Haiti, Hilfe oder Okkupation?
Während viele Nationen uneigennützig versuchen zu helfen, sind gerade die USA und ihre Verbündeten dabei die dortige Katastrophe in ihrem Interesse zu Instrumentalisieren. Nicht nur das dadurch die eigentliche und notwendige humanitäre Hilfe behindert wird, führt dieses Vorgehen auch zur Militarisierung innerhalb der Gesellschaft. Wie einem Beitrag unter der Überschrift „Europas Schutztruppe“ in der Jungen Welt zu entnehmen ist, sind die USA, als vielleicht zukünftige Kolonialmacht, in Haiti nicht die einzigen, welche vorrangig Truppen ins Land schicken, sondern auch aus Richtung Europa die ehemaligen Kolonialmächte ihre Truppen in Bewegung setzen.

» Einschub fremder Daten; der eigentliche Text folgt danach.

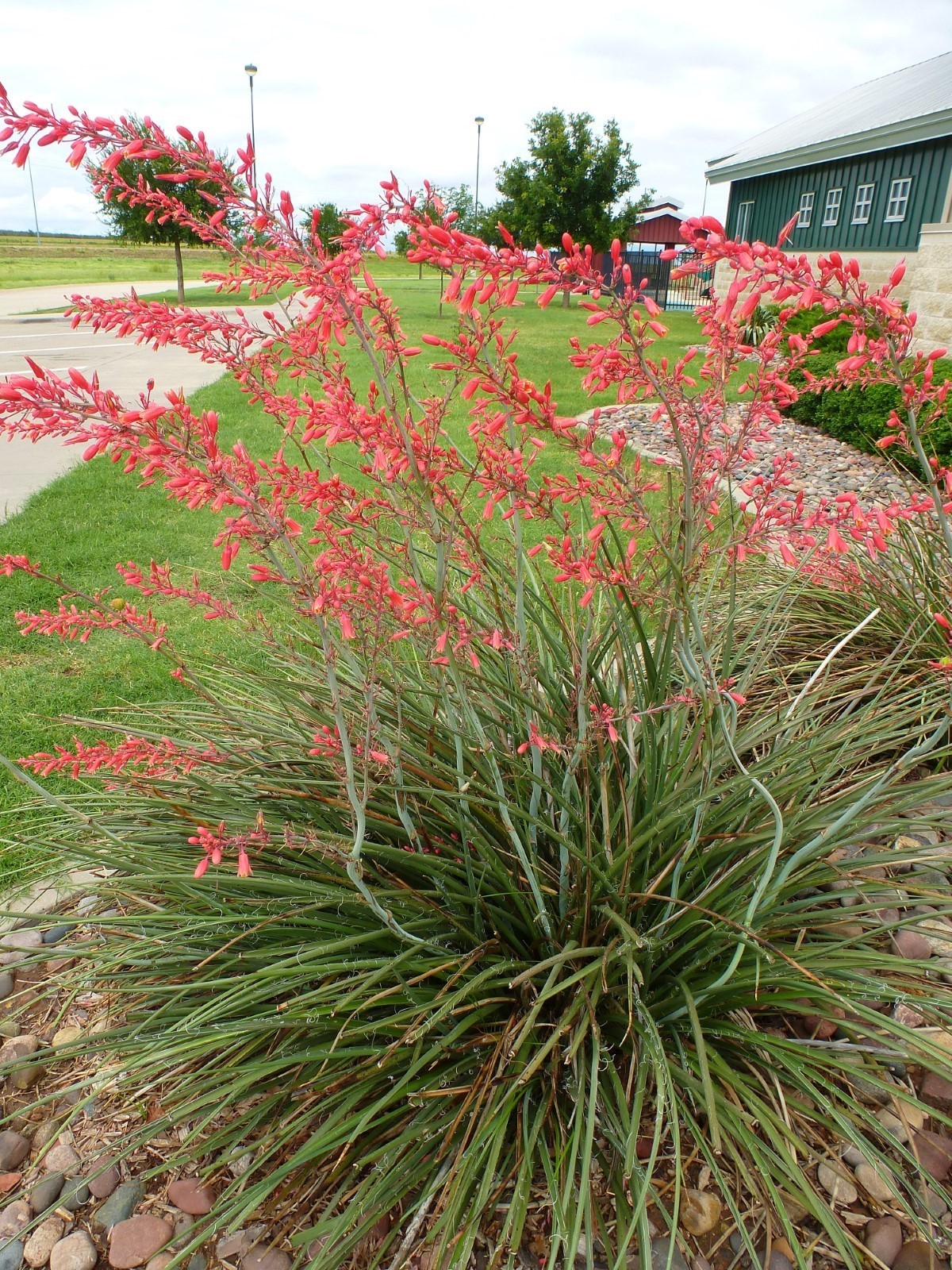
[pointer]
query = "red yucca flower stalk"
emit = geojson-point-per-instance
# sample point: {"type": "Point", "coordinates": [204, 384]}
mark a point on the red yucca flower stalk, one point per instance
{"type": "Point", "coordinates": [555, 861]}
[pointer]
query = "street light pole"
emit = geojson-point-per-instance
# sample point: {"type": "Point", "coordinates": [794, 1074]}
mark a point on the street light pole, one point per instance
{"type": "Point", "coordinates": [251, 70]}
{"type": "Point", "coordinates": [479, 122]}
{"type": "Point", "coordinates": [33, 196]}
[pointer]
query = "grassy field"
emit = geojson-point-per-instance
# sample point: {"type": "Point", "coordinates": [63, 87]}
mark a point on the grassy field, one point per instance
{"type": "Point", "coordinates": [93, 518]}
{"type": "Point", "coordinates": [93, 260]}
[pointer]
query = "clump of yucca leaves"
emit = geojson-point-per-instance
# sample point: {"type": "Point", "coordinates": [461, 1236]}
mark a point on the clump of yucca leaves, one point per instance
{"type": "Point", "coordinates": [560, 933]}
{"type": "Point", "coordinates": [597, 954]}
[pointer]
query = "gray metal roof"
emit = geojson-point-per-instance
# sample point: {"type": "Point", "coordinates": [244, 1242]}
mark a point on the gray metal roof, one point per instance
{"type": "Point", "coordinates": [908, 106]}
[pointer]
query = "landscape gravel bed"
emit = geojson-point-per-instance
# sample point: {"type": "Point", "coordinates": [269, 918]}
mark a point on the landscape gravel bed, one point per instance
{"type": "Point", "coordinates": [827, 467]}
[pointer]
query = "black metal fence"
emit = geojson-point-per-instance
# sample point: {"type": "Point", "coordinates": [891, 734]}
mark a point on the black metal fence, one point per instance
{"type": "Point", "coordinates": [668, 292]}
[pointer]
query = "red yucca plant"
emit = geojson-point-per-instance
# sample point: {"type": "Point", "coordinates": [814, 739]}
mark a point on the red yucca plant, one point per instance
{"type": "Point", "coordinates": [497, 892]}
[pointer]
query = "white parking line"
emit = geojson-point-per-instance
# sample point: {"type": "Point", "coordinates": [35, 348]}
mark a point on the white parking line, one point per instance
{"type": "Point", "coordinates": [51, 348]}
{"type": "Point", "coordinates": [54, 370]}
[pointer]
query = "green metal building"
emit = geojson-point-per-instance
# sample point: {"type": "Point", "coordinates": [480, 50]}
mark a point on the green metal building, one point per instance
{"type": "Point", "coordinates": [862, 173]}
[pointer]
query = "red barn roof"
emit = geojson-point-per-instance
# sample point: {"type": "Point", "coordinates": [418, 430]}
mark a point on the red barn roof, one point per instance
{"type": "Point", "coordinates": [659, 224]}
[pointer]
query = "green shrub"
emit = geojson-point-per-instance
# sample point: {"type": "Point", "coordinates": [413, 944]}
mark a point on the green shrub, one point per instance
{"type": "Point", "coordinates": [858, 416]}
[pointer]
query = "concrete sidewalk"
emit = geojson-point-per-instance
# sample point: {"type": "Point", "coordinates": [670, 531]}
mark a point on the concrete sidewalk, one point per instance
{"type": "Point", "coordinates": [124, 366]}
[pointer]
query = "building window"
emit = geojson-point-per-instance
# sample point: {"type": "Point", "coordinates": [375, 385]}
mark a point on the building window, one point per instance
{"type": "Point", "coordinates": [863, 205]}
{"type": "Point", "coordinates": [831, 213]}
{"type": "Point", "coordinates": [899, 198]}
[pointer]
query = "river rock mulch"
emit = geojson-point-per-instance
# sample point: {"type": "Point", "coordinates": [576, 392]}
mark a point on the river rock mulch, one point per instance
{"type": "Point", "coordinates": [73, 1197]}
{"type": "Point", "coordinates": [827, 467]}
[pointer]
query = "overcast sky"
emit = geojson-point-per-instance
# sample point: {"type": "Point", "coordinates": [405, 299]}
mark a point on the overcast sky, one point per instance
{"type": "Point", "coordinates": [347, 92]}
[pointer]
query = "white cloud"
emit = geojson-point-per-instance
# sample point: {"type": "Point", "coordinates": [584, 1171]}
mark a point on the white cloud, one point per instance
{"type": "Point", "coordinates": [343, 98]}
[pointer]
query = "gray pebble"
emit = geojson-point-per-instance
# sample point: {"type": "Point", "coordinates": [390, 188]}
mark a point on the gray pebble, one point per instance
{"type": "Point", "coordinates": [12, 1255]}
{"type": "Point", "coordinates": [75, 1253]}
{"type": "Point", "coordinates": [121, 1204]}
{"type": "Point", "coordinates": [14, 1218]}
{"type": "Point", "coordinates": [46, 1193]}
{"type": "Point", "coordinates": [14, 1149]}
{"type": "Point", "coordinates": [61, 1159]}
{"type": "Point", "coordinates": [74, 1195]}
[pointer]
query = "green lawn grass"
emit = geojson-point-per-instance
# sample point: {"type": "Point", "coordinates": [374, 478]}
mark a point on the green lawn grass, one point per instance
{"type": "Point", "coordinates": [93, 518]}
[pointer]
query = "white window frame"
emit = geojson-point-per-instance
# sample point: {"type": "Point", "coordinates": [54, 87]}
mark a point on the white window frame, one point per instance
{"type": "Point", "coordinates": [862, 203]}
{"type": "Point", "coordinates": [805, 213]}
{"type": "Point", "coordinates": [831, 209]}
{"type": "Point", "coordinates": [898, 202]}
{"type": "Point", "coordinates": [746, 214]}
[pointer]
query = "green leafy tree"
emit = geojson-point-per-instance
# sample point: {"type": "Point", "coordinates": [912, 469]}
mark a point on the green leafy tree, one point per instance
{"type": "Point", "coordinates": [574, 181]}
{"type": "Point", "coordinates": [330, 225]}
{"type": "Point", "coordinates": [135, 224]}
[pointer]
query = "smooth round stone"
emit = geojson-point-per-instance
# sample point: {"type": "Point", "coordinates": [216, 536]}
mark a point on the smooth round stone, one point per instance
{"type": "Point", "coordinates": [12, 1255]}
{"type": "Point", "coordinates": [190, 1195]}
{"type": "Point", "coordinates": [46, 1193]}
{"type": "Point", "coordinates": [919, 1255]}
{"type": "Point", "coordinates": [22, 940]}
{"type": "Point", "coordinates": [234, 1245]}
{"type": "Point", "coordinates": [935, 1153]}
{"type": "Point", "coordinates": [875, 1184]}
{"type": "Point", "coordinates": [102, 1176]}
{"type": "Point", "coordinates": [40, 1245]}
{"type": "Point", "coordinates": [136, 1240]}
{"type": "Point", "coordinates": [75, 1253]}
{"type": "Point", "coordinates": [74, 1195]}
{"type": "Point", "coordinates": [61, 1159]}
{"type": "Point", "coordinates": [700, 1212]}
{"type": "Point", "coordinates": [837, 1183]}
{"type": "Point", "coordinates": [25, 1077]}
{"type": "Point", "coordinates": [884, 1238]}
{"type": "Point", "coordinates": [120, 1206]}
{"type": "Point", "coordinates": [14, 1149]}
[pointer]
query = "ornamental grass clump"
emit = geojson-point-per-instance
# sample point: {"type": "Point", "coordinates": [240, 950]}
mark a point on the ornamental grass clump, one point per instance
{"type": "Point", "coordinates": [511, 891]}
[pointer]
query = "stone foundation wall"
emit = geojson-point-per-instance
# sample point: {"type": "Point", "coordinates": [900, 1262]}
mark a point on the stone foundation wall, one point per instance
{"type": "Point", "coordinates": [931, 289]}
{"type": "Point", "coordinates": [875, 268]}
{"type": "Point", "coordinates": [927, 286]}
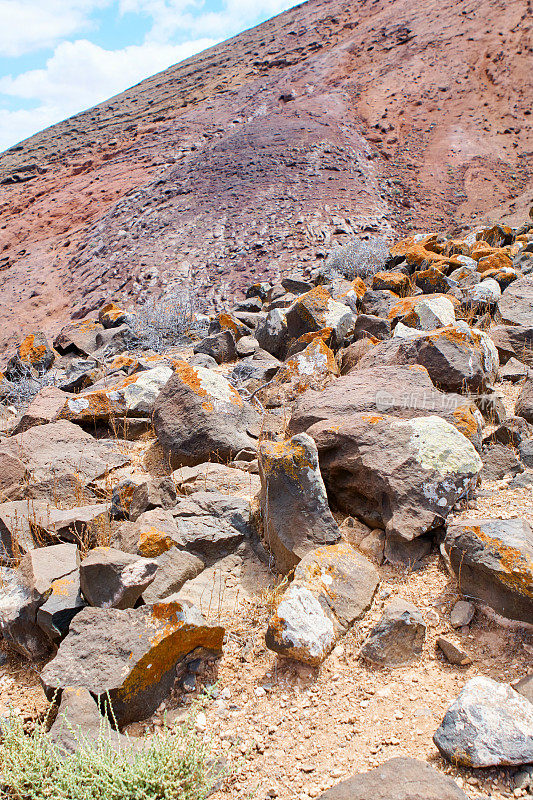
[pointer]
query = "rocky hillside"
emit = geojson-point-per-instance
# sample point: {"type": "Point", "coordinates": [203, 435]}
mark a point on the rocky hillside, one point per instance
{"type": "Point", "coordinates": [315, 504]}
{"type": "Point", "coordinates": [333, 119]}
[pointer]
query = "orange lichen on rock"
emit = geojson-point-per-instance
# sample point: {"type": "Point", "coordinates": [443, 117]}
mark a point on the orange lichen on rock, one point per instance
{"type": "Point", "coordinates": [153, 542]}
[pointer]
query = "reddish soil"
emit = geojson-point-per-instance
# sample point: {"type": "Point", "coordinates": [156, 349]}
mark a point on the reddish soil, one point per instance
{"type": "Point", "coordinates": [333, 119]}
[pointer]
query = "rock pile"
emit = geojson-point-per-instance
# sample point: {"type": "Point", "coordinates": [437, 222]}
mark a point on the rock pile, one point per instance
{"type": "Point", "coordinates": [260, 451]}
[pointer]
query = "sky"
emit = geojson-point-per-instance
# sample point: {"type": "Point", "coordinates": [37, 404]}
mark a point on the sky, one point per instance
{"type": "Point", "coordinates": [58, 57]}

Ein weiterer interessanter Beitrag zu diesem Thema findet sich unter dem Titel „Zwei Gesichter der Hilfe aus den USA“ ebenfalls in der Jungen Welt, ist aber in der Internetausgabe nur für Online-Abonnenten komplett zugänglich. (Nun habe ich mich vor einiger Zeit für ein Onlineabo dieser Zeitung entschieden, in erster Linie auch um die Junge Welt zu unterstützen, bis jetzt habe ich es all zu oft aber noch nicht genutzt, es ist aber preiswerter als ein Printabo ist.) Wie wichtig eine gute und richtige Information ist, kann gerade auch am Fall Haiti beobachtet werden, wo die Hofberichterstattung (in diesem Fall eher Kriegsberichterstattung) meistens verklärend über den Einsatz der USA und einiger EU-Länder berichtet, andere Hilfe aber weitestgehend verschwiegen wird. Das Kuba nicht nur in solchen Situationen anderen Völkern solidarisch zur Seite steht, dürfte allgemein bekannt sein, dass aber zum Beispiel Norwegen „umgerechnet 610000 Euro als Haiti-Soforthilfe nach Havanna“, überwiesen hat, wie diesem Beitrag zu entnehmen war, hat mich dann doch positiv überrascht. Sicher eine der besten Möglichkeiten um zu sichern, dass die Hilfe auch da ankommt, wo sie am dringendsten Gebraucht wird.